Silence, s'il vous plaît
Qui eût cru qu'un jour le silence serait devenu subversif? Qui eût imaginé qu'un enseignant passerait pour un original en imposant à ses élèves une minute de silence avant son cours avec, comme résultat, une accalmie dans sa classe? Aujourd'hui, le silence fait peur. À tel point que rares sont ceux qui ne possèdent pas la panoplie technologique à s'enfoncer dans les oreilles. On s'étonnera alors qu'à force d'écouter tout le monde et tant de bruit, on ne soit plus en mesure d'être à l'écoute de l'autre et avant tout de soi, chose à ne pas confondre avec le nombrilisme.
À l'époque frénétique qui est nôtre où le temps s'atomise, le silence représente une menace. Garder le silence, aux yeux de plusieurs, devient une sorte de fantaisie à la limite de l'exploit. La radio, la télé, le téléphone portable et le iPod sont autant de prothèses à nos âmes affolées. Car le silence, croit-on, est un espace inquiétant où se tapit l'angoisse.
De plus, la solitude est désormais meublée, un fil à l'oreille gauche, un portable à l'oreille droite. On écoute sa musique pour être coupé des bruits ambiants et on parle au téléphone pour s'exclure de l'entourage. De cette façon, on n'est jamais avec les gens qui nous sont physiquement proches et qu'on transforme par la force des choses en objets.

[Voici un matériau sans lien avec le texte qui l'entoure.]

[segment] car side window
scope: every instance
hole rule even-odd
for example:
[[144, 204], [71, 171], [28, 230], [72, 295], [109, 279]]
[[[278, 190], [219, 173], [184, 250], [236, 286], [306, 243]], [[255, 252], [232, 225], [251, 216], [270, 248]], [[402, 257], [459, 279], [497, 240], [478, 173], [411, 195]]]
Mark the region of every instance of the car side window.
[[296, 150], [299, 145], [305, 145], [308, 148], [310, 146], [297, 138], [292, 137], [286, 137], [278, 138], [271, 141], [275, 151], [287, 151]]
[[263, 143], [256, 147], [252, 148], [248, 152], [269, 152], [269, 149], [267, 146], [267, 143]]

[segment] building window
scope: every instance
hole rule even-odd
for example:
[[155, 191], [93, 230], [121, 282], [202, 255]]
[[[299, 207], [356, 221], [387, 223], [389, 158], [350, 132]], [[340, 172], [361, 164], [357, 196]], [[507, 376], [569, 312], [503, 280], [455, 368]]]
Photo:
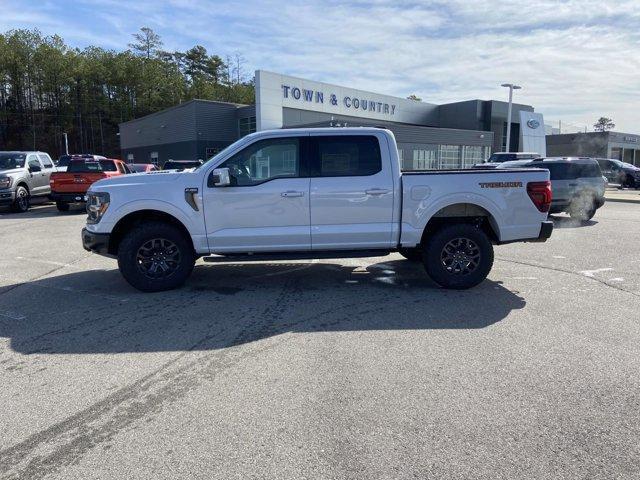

Je me suis retrouvée cette semaine à la caisse de la SAQ derrière un agité qui gueulait dans son téléphone: «It's bullshit! Don't accept this shitty deal!» tout en tentant d'extraire de sa poche une carte de crédit. Devant lui, une jeune caissière patiente, souriante, plus que polie, subissait le rustre, lequel a réglé la facture sans un regard vers elle, continuant de japper à voix haute devant les clients ahuris. «Je vois ça tous les jours, maintenant», a dit une cliente timide, l'air découragé, dont on est sûr qu'elle n'allait certes pas boire à la santé de pareil énergumène.
Le silence, à vrai dire, est devenu un luxe que s'offrent des êtres privilégiés qui ont saisi la dimension thérapeutique de l'exercice. Le silence est aussi une ascèse que les ordres religieux contemplatifs pratiquent depuis des millénaires. Étonnons-nous qu'il en existe si peu désormais, de ces hommes et de ces femmes pour qui la méditation et le silence sont une façon de témoigner de la préciosité de la vie. Bientôt, les spas, ces monastères païens où se pratique le culte du corps, offriront peut-être des cures de silence afin de désintoxiquer les hyperactifs et autres énervés, victimes du modèle actuel d'agitation perpétuelle.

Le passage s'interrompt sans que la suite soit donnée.